In his talk, he criticized the President's response to Russia's takeover of Crimea, asking the group "Does anybody think that Vladimir Putin would have gone into Crimea had George W. Bush been president of the United States?" He then answers
his own question."No! Even Putin is smart enough to know that Bush would have punched him in the nose in about 10 seconds!"
Boehner even pantomimed what the proposed punch would look like, much to the delight of his audience.
It was a theatrical showing. And a dishonest one.
When Russia invaded the Republic of Georgia, a U.S. ally, in 2008, Bush did not come close to punching Putin or then-Russian Prime Minister Dmitry Medvedev in the nose -- literally or diplomatically. In fact, the country's response to the invasion — which did not include military action -- was so weak one Georgian soldier fighting for his country's sovereignty told The New York Times
that "America and the European Union are spitting on us."
But the small band of voters in that room likely did not remember or ever even knew the truth.
This is the mouthpiece House Republicans chose to speak on their behalf -- for a third time.
And things will be different between Congress and the White House how?

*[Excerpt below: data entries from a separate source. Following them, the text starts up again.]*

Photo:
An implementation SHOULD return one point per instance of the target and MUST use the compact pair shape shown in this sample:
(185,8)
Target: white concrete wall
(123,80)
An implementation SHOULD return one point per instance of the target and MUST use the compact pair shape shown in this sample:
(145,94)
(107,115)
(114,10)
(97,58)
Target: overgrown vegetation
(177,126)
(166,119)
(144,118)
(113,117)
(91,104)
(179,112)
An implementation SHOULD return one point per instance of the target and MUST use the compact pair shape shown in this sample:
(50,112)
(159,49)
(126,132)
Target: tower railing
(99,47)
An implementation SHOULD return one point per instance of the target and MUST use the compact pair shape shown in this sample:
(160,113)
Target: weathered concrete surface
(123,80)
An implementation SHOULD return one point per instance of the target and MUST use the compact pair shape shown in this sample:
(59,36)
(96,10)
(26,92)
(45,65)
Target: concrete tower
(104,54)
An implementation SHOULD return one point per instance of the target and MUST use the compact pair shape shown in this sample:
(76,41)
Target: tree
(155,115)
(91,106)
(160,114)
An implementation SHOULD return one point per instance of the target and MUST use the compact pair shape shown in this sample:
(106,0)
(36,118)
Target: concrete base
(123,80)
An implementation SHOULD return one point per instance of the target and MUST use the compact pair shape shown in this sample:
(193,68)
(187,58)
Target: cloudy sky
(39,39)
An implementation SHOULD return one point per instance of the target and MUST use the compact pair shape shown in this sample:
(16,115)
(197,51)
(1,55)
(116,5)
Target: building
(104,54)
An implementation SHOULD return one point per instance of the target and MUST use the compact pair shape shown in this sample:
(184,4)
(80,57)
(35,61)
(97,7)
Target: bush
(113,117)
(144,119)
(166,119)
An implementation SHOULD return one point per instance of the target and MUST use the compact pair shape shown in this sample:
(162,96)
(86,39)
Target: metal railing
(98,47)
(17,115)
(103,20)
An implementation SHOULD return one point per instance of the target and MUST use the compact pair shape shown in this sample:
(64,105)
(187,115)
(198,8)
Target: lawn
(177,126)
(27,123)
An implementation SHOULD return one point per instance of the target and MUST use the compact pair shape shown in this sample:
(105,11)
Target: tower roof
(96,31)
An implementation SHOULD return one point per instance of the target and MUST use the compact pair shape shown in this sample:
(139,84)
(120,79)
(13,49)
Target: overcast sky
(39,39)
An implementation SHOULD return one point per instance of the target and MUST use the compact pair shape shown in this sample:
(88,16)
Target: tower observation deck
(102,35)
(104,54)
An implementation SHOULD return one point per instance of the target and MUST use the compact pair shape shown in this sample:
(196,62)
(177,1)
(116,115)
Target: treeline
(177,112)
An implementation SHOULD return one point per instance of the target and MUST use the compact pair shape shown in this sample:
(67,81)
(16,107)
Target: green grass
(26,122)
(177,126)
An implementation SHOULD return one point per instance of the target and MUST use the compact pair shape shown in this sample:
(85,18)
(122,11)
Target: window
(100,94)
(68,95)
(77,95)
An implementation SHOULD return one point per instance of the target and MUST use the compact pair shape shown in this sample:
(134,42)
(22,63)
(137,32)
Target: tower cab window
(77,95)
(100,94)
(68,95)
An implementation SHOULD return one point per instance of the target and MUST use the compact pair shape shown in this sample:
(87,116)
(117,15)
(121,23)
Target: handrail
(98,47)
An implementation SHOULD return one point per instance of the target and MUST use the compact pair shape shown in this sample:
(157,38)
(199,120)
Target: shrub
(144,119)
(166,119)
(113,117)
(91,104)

Much is said about Obama's low-to mid-40% job approval numbers -- but have you seen Congress?
In six of the past seven years, its job approval average has been less than 20%, according to Gallup. Before 2008, only twice in the 40 years Gallup has measured Congress' approval has it been that low. In short, Boehner, Rep. Nancy Pelosi, Sen. Harry Reid and Sen. Mitch McConnell have been the leaders, presiding over the worst stretch of job approval numbers
this branch of government has had since 1974.
Pandering, misrepresenting facts, massaging the truth -- these are all part of the game of politics. Boehner and his contemporaries are neither unique nor inherently bad people for playing by these distasteful rules. Yet there's something profoundly deflating about seeing the same leaders of what was routinely referred to as "the worst Congress in history" all back to reprise their staring roles in 2015 (though McConnell has swapped jobs with Reid as Democrats lost control of the Senate to the GOP in the midterms).
"Now We Can Get Congress Going" read the headline of a Wall Street Journal op-ed Boehner co-penned with McConnell, as if someone else was stopping votes in the House.
On the other side, Reid ignored
more than 700 House-passed bills during the 110th Congress alone -- and that was when Pelosi was speaker. He was replaced by McConnell
, who said "there's only one Democrat who counts: the President," in the same interview in which he talked about reaching across the aisle.
Yeah, I can see a lot of bipartisanship happening now. Barely a week in, and Republicans were threatening to defund parts of the department that helps protect the border to punish a president they say is not serious about protecting the border. Also in the hopper: The Keystone Pipeline, a project that studies found is neither the job creator nor the environment destroyer each opposing party claims it to be. This is why for all the hoopla about changes in Congress, 60% of Americans believe nothing will change.
"Long term incumbency leads to politicians who seem to care more about what is best for their career than what is best for their country," Sen. Rand Paul
wrote in 2009, advocating for term limits.
"Some pundits like to remark that we already have term limits, they're called 'elections.' This glib response ignores the fact that incumbent U.S. senators start each election cycle with an average of $8 million dollars in the bank. The average U.S. representative starts with over $1 million in the bank."
In 1994, then House Speaker Newt Gingrich pushed a series of reforms designed to circulate more members through leadership jobs. Among those changes: term limits for the job of speaker of the House. Unfortunately, it was overturned
by Republicans in 2003. Worse yet, Gingrich failed to get the votes needed to impose term limits on members of Congress. That, too, was thwarted by some of his Republican brethren.
"If this were a trial, I'd call as my first witnesses the Founding Fathers, who directly and unanimously rejected term limits," Judiciary Committee Chairman Henry Hyde, R-Illinois, said in a debate on the floor at the time.
I won't bore you with the list of things
the Founding Fathers "unanimously rejected" that we consider common sense today. I'll just point out the irony of Thomas Jefferson, the author of The Declaration of Independence, owning hundreds of slaves -- and slowly walk away.
In any case, Congress appears to be stuck with Boehner and company, which means the country is. (All these four need to do to stay in power is to get re-elected in districts where they have strong support and then retain the votes of their colleagues in Congress. And as we saw in the aftermath of Boehner's re-election, dissenters will be punished.)
Hopefully, the leaders of Congress will keep their promise and actually put the American people's needs ahead of their own pursuit of power. Or maybe enough voters will notice the correlation between the "worst Congress in history" and the quartet that's been leading it for nearly a decade.
Call me a cynic, but I'm not holding my breath for either.
Although it's worth noting that the only district
in Iowa that Republicans lost in November was the one in which Boehner was seen telling his whopper about Bush punching Putin in the nose.
Maybe those folks were paying attention after all.